In Discovery 20.5, we considered how the dimension of a subspace compares to the dimension of the whole space. The dimension of a space is defined to be the number of vectors required in a basis (i.e. a linearly independent spanning set) for the space. We know what spanning set means for a subspace — a set of vectors is a spanning set when the collection of all possible linear combinations of the spanning set vectors is the same as the collection of all vectors in the subspace. But the definition of linearly independent does not seem to be relative to the space that the vectors are in, except for the use of the vector operations for that space, which are always the same in a subspace as they are in the whole space.

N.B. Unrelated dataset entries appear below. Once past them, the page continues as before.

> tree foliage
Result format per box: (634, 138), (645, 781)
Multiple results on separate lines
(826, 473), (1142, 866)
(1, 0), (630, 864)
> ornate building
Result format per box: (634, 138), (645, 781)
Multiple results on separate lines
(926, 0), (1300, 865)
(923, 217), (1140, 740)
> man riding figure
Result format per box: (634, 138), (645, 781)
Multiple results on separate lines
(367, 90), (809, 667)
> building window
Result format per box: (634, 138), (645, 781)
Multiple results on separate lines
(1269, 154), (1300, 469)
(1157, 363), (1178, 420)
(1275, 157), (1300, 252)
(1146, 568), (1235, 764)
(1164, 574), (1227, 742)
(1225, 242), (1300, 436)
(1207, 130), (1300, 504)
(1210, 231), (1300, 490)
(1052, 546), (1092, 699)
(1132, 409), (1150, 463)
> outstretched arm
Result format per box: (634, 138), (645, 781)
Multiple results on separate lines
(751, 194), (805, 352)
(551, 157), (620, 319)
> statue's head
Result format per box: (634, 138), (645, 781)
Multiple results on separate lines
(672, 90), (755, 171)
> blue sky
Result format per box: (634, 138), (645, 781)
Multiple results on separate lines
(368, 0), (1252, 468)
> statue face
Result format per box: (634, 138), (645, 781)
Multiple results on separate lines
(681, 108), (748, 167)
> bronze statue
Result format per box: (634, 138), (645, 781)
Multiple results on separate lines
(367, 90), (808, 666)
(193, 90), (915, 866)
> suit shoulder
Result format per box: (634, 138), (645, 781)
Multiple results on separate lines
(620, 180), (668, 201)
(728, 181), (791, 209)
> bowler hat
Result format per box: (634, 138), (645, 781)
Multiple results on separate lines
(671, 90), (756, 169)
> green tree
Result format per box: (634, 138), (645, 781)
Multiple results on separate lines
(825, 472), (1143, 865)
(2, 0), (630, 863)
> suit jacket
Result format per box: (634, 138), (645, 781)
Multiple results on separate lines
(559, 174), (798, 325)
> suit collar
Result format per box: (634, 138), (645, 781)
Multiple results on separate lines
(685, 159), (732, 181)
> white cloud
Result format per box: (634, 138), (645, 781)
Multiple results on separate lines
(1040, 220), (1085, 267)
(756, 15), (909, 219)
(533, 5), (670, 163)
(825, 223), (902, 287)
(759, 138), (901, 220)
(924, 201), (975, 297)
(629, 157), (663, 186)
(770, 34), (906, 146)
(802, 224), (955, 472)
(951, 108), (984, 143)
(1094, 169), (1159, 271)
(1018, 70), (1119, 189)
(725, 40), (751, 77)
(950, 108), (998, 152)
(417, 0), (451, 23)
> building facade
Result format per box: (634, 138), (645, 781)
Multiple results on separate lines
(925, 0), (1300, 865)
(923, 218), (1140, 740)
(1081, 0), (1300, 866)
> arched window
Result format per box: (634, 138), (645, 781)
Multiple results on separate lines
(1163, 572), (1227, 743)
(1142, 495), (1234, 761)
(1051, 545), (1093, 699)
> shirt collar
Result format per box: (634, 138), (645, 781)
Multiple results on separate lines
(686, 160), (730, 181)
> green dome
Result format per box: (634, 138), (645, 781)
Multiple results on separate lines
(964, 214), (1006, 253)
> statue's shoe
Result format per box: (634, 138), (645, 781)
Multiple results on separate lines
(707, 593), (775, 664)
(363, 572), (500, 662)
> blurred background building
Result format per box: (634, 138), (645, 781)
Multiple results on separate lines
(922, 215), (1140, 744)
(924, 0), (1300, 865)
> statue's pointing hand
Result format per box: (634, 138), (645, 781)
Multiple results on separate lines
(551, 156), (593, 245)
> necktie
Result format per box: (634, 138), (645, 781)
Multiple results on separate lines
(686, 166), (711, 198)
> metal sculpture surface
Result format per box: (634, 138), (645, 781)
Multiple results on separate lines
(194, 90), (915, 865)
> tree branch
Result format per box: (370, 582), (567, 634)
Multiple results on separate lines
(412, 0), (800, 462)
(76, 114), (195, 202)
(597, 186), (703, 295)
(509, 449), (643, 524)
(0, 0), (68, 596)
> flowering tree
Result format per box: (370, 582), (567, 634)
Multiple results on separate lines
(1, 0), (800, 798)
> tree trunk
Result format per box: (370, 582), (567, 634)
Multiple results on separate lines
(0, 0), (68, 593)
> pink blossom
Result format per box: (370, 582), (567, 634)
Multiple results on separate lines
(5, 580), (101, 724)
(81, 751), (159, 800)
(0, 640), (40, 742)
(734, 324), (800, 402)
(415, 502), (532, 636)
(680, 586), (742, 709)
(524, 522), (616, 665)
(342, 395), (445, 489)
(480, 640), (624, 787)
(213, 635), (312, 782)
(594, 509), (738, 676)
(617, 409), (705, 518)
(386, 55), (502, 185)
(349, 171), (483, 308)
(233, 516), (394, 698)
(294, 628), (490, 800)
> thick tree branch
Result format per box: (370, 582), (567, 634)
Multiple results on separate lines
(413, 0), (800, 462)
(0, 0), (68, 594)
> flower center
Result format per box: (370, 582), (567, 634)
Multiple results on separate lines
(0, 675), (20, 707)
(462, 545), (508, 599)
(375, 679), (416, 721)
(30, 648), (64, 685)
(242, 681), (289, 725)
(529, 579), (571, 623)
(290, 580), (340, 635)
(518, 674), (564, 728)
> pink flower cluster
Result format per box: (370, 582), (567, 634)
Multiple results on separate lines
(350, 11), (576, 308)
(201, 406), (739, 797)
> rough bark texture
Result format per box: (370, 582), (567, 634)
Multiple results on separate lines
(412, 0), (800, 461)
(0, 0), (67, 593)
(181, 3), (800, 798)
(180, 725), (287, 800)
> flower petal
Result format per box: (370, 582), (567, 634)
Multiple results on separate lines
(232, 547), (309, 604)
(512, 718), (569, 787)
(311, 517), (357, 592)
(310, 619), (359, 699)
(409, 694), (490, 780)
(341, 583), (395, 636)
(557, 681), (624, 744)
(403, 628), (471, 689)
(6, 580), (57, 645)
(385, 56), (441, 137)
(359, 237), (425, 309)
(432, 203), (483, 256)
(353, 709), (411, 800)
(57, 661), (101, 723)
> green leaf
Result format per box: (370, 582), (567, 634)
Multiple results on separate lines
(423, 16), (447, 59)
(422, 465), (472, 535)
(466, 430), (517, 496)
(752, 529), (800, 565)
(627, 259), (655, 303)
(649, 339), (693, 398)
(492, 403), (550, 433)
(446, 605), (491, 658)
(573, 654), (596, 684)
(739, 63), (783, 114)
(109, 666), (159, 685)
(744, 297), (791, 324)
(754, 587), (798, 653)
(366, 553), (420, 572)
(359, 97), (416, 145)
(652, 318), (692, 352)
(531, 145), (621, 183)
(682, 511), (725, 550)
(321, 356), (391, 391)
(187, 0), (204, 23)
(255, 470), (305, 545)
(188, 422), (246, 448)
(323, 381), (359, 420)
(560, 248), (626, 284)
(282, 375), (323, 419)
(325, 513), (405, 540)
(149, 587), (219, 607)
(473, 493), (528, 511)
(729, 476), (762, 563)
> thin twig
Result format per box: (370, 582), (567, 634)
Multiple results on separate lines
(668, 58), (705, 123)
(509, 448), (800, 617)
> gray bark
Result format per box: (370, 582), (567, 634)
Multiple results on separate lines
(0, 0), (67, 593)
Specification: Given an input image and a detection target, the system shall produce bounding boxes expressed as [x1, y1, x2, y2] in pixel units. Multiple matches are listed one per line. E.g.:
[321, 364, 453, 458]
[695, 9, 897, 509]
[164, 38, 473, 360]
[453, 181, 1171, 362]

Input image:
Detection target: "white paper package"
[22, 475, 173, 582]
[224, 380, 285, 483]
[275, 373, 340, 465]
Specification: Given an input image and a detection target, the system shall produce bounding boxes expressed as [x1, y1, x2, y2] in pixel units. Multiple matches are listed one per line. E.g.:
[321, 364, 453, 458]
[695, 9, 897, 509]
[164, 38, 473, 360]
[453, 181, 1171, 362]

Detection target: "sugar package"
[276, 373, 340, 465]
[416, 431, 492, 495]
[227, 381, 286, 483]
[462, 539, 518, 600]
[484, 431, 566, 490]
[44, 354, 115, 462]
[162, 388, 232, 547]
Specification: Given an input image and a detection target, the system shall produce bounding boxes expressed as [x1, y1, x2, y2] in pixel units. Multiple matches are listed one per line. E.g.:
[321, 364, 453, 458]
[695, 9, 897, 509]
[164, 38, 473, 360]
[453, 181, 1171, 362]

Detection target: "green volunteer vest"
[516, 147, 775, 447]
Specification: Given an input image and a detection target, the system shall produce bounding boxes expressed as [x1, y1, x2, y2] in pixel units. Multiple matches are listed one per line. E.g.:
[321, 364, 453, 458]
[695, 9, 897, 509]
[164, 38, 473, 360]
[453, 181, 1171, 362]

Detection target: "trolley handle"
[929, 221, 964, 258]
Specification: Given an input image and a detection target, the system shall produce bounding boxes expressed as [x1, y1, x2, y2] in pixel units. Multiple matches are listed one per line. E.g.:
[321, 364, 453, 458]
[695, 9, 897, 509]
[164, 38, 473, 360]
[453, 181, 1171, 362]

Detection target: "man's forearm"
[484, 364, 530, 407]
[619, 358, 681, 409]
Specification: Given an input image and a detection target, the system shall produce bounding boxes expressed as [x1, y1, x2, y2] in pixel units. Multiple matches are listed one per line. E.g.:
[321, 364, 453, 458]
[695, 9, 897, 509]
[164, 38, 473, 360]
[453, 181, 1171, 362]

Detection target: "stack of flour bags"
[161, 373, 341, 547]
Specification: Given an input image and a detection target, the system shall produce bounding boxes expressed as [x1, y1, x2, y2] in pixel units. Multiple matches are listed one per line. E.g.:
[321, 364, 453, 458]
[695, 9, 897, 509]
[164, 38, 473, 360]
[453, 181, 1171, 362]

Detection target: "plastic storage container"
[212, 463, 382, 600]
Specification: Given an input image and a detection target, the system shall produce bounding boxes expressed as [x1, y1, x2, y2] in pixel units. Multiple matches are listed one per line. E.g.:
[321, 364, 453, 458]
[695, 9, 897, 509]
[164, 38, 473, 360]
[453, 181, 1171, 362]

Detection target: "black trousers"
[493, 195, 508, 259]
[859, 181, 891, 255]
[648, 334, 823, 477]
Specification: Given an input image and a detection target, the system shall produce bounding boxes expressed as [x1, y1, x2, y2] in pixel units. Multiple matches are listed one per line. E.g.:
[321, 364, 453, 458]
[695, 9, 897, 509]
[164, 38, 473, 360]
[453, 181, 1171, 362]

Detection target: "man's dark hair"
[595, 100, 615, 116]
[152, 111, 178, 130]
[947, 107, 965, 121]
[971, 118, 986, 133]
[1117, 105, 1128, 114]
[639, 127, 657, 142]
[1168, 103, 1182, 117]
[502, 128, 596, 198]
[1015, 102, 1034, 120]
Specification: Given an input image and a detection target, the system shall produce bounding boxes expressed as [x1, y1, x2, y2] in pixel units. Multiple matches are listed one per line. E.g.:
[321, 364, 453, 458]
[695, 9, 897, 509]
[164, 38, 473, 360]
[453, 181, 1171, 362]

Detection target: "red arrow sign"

In more detail, the definitions of linear dependence and independence involve only the zero vector and the concept of linear combination, and every subspace contains the zero vector and is closed under taking linear combinations (Proposition 17.5.2). So if we have a set of vectors in a subspace of a larger vector space, and we would like to determine whether that set is linearly dependent or independent, it is irrelevant whether we consider those vectors as being a part of the subspace or as being a part of the large space — the answer will be the same regardless of our point of view on where these vectors “live.”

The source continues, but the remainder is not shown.